Signatures came at the rate of 700 an hour in the petition’s first week of Internet circulation in February and totaled more than 80,000 by April. The appeal was so successful that the magazine published a 50-page list of signatories, including deconstructionist philosopher Jacques Derrida, anti-establishment hero Daniel Cohn-Bendit, and former Socialist Prime Minister Michel Rocard. The mainstream French media publicized the petition through numerous articles and supportive opinion essays.

Meanwhile, a similar movement emerged within France’s scientific community. In January, many top French scientists and researchers created a group called Let’s Save Research to protest the decline of science as a national priority. Their complaints were not unfounded: Though the share of France’s gross domestic product devoted to research and development (2.2 percent) compares with that of technological powerhouses Japan (3 percent) and the United States (2.8 percent), funds are frequently withheld to reduce the budget deficit. In 2002, the government froze public research funds and transformed 550 permanent positions for young researchers into temporary research contracts, forcing an exodus of French scientists. Indeed, France is the only developed country that doesn’t recruit its own graduates: About 3,000 science graduates left in 2000 for the United States alone, where salaries and advancement opportunities are much greater.
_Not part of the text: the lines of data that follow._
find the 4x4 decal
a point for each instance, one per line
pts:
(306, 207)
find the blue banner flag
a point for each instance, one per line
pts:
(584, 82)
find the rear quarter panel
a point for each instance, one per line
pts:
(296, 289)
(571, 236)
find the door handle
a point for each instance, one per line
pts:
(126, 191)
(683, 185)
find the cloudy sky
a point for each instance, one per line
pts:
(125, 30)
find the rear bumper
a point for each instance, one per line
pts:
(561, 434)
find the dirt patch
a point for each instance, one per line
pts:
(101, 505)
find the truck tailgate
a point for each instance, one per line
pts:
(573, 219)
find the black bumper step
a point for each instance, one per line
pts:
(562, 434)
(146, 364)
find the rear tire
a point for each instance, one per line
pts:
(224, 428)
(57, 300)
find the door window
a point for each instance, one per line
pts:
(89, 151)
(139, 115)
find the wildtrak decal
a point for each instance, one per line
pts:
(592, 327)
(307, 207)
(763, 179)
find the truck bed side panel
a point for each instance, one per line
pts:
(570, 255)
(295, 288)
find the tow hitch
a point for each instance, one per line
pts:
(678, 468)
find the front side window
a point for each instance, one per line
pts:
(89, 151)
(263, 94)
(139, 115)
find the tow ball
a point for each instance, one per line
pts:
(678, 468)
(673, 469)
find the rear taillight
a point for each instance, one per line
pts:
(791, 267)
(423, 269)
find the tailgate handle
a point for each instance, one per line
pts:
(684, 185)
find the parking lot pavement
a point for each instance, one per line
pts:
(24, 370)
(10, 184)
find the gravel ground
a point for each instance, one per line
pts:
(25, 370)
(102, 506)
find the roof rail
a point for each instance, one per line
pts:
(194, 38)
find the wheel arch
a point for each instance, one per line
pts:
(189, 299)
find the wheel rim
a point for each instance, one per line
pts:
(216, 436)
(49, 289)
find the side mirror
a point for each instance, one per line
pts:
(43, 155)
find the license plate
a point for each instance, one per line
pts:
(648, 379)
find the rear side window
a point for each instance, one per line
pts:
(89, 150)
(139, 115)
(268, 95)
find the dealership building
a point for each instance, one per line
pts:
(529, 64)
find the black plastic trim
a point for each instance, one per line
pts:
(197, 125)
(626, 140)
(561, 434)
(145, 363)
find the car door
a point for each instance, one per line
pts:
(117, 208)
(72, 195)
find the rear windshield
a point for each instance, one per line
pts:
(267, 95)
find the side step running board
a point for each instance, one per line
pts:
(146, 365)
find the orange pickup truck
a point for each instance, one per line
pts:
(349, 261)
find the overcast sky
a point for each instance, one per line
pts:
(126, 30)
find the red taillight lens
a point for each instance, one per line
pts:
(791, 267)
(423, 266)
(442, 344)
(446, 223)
Let’s Save Research circulated its own Internet petition, which gathered signatures from more than 70,000 French public-sector researchers and nearly 250,000 from the general public. The researchers threatened to resign if the government did not take their concerns seriously. Polls showed 80 percent of the French public supported the researchers. In a dramatic move two weeks before the March 2004 regional elections, more than two thirds of the 5,000 research and laboratory directors at France’s universities and institutes resigned en masse.

Beyond the theatrics, France’s war on intelligence reveals a nation deeply worried about its identity in a globalizing world. What unites many of the strange bedfellows is a fear that economic liberalism leaves little room for anything not immediately useful — whether a theater production or scientific research. These fears were not assuaged when Patrick Devedjian, the junior minister of industry, recently attacked "French intellectuals who have the habit of signing petitions," while "in the United States, they win Nobel Prizes."

Prizes are not necessarily commensurate with spending, but adequate funds are necessary to make discoveries, file patents, and sustain research. In protesting, scientists expressed their fear that Anglo-Saxon capitalism would encroach upon France’s egalitarian research traditions by exposing them to more competition and bottom-line demands. This model could result in lost jobs rather than improved long-term research prospects, they worry.

In the meantime, the one losing his job may be the prime minister. When Raffarin took office in 2002, he vowed to act on behalf of la France d’en-bas (downstairs France), meaning those who come from modest backgrounds rather than the upper classes. But if the humiliating defeat incurred by his government in the March regional elections is any indication, anti-intellectualism is not a winning political strategy in a country where culture and national identity remain so intertwined.

Sophie Meunier is a research scholar in public and international affairs at Princeton University.